Payment System Options Prescribed for Outpatient Care


HHS Secretary Donna E. Shalala has presented Congress with options for establishing a Medicare payment reform under which hospitals would be paid predetermined rates for outpatient services.

"This report, which had been requested by Congress, offers concepts for a system that would make hospitals more efficient and attentive to cost containment," Secretary Shalala said.

If Congress decides to establish a new payment system for hospital outpatient services, legislation would be required.

Medicare spending for those services has been growing at double-digit rates. Outlays in fiscal year 1994 amounted to $10.5 billion, more than double the amount spent seven years earlier.

The options presented would create groups of related medical procedures with similar costs, each group having a payment rate based on the national median cost for providing the services.

"Hospitals with costs running above the payment rates would have a strong incentive to become more efficient," Secretary Shalala said.

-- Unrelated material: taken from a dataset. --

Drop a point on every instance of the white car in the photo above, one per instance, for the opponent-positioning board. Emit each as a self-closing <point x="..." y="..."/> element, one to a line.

"The current system, based largely on hospital costs for treating Medicare beneficiaries in outpatient departments, does not offer much motivation for cost-effective operations," she said.

Bruce C. Vladeck, administrator of the Health Care Financing Administration, said the report suggested that changes be phased in. Prospective payment rates could first be established for groups of surgical and radiological services and other diagnostic procedures.

These account for almost half of hospital outpatient charges billed to Medicare. Other groups of outpatient services would be brought under the payment system as appropriate methodologies are developed and refined.

Vladeck described the current Medicare system of paying for hospital outpatient services as "excessively complicated and difficult to administer.

"Our goal is a more efficient system in which prospectively determined rates would be paid for providing quality outpatient care to Medicare beneficiaries," he said.

The payment for an outpatient procedure would cover facility services, but not physician services, for which payment is made under the Medicare physician fee schedule.

Research on the design of an outpatient prospective payment system started in the early 1980s. Legislation enacted in 1990 required the HHS secretary to submit a proposal for the outpatient system to Congress.

The Medicare prospective payment system for hospital inpatient care, which sets rates for diagnostic related groups, was established in 1983. The Medicare physician fee schedule was implemented in 1992.